28:9 Hecho esto, también los otros que en la isla tenían
enfermedades, venían, y eran sanados;
28:10 los cuales también nos honraron con muchas
atenciones; y cuando zarpamos, nos cargaron de las cosas
necesarias.
Pablo llega a Roma
28:11 Pasados tres meses, nos hicimos a la vela en
una nave alejandrina que había invernado en la isla, la
cual tenía por enseña a Cástor y Pólux.
28:12 Y llegados a Siracusa, estuvimos allí tres días.

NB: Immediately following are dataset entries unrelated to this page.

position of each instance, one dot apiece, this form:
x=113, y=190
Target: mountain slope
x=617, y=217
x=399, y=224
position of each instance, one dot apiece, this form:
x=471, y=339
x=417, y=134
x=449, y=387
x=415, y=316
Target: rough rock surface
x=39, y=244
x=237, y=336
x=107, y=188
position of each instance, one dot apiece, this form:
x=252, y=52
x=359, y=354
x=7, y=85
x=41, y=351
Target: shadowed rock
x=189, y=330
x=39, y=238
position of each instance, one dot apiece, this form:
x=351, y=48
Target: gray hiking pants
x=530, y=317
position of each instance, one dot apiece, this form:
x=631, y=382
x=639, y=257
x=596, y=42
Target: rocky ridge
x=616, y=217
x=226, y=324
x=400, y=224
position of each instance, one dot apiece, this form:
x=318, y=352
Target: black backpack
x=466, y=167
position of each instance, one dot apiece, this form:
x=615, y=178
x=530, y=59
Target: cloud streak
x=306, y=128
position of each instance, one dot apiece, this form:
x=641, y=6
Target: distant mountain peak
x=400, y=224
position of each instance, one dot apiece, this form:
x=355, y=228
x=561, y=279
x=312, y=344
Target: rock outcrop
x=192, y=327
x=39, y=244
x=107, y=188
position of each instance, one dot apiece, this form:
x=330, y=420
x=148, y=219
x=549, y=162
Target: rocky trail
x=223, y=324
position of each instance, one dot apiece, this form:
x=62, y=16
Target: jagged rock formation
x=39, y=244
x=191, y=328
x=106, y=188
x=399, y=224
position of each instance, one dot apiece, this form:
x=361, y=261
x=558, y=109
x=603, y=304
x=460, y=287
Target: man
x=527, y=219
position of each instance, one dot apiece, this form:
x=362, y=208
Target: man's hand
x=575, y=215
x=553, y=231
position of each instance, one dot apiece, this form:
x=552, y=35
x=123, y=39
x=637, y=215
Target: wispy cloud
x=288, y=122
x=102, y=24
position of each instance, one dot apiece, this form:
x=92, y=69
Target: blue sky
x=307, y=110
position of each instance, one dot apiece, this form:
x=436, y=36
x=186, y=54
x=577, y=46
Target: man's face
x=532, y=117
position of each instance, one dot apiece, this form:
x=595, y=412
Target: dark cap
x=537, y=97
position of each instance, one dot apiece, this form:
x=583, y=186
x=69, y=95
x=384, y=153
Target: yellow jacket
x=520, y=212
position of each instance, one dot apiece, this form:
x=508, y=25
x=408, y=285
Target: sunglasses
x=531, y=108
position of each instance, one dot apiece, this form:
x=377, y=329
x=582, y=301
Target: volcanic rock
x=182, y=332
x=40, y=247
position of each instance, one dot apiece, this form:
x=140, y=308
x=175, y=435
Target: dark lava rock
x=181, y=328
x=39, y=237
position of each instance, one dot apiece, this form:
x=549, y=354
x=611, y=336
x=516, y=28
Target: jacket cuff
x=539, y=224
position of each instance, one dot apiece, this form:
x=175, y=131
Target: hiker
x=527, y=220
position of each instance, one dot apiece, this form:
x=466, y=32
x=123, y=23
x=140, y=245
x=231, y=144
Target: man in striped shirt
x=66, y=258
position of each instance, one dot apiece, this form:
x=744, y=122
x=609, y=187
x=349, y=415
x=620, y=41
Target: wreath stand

28:13 De allí, costeando alrededor, llegamos a Regio; y
otro día después, soplando el viento sur, llegamos al
segundo día a Puteoli,
28:14 donde habiendo hallado hermanos, nos rogaron que
nos quedásemos con ellos siete días; y luego fuimos a
Roma,
28:15 de donde, oyendo de nosotros los hermanos,
salieron a recibirnos hasta el Foro de Apio y las Tres
Tabernas; y al verlos, Pablo dio gracias a Dios y cobró
aliento.
28:16 Cuando llegamos a Roma, el centurión entregó los
presos al prefecto militar, pero a Pablo se le permitió
vivir aparte, con un soldado que le custodiase.
Pablo predica en Roma
28:17 Aconteció que tres días después, Pablo convocó
a los principales de los judíos, a los cuales, luego que
estuvieron reunidos, les dijo: Yo, varones hermanos, no
habiendo hecho nada contra el pueblo, ni contra las
costumbres de nuestros padres, he sido entregado preso
desde Jerusalén en manos de los romanos;
28:18 los cuales, habiéndome examinado, me querían
soltar, por no haber en mí ninguna causa de muerte.
28:19 Pero oponiéndose los judíos, me vi obligado a
apelar a César;
no porque tenga de qué acusar a mi nación.
28:20 Así que por esta causa os he llamado para veros y
hablaros; porque por la esperanza de Israel estoy sujeto
con esta cadena.
28:21 Entonces ellos le dijeron: Nosotros ni hemos
recibido de Judea cartas acerca de ti, ni ha venido
alguno de los hermanos que haya denunciado o hablado
algún mal de ti.
28:22 Pero querríamos oír de ti lo que piensas; porque
de esta secta nos es notorio que en todas partes se
habla contra ella.
28:23 Y habiéndole señalado un día, vinieron a él muchos
a la posada, a los cuales les declaraba y les
testificaba el reino de Dios desde la mañana hasta la
tarde, persuadiéndoles acerca de Jesús, tanto por la ley
de Moisés como por los profetas.
28:24 Y algunos asentían a lo que se decía, pero otros
no creían.
28:25 Y como no estuviesen de acuerdo entre sí, al
retirarse, les dijo Pablo esta palabra: Bien habló el
Espíritu Santo por medio del profeta Isaías a nuestros
padres, diciendo:
28:26 Ve a este pueblo, y diles:
De oído oiréis, y no entenderéis;
Y viendo veréis, y no percibiréis;
28:27 Porque el corazón de este pueblo se ha
engrosado,
Y con los oídos oyeron pesadamente,
Y sus ojos han cerrado,
Para que no vean con los ojos,
Y oigan con los oídos,
Y entiendan de corazón,
Y se conviertan,
Y yo los sane.
28:28 Sabed, pues, que a los gentiles es enviada esta
salvación de Dios; y ellos oirán.
28:29 Y cuando hubo dicho esto, los judíos se fueron,
teniendo gran discusión entre sí.
28:30 Y Pablo permaneció dos años enteros en una casa
alquilada, y recibía a todos los que a él venían,
28:31 predicando el reino de Dios y enseñando acerca del
Señor Jesucristo, abiertamente y sin impedimento.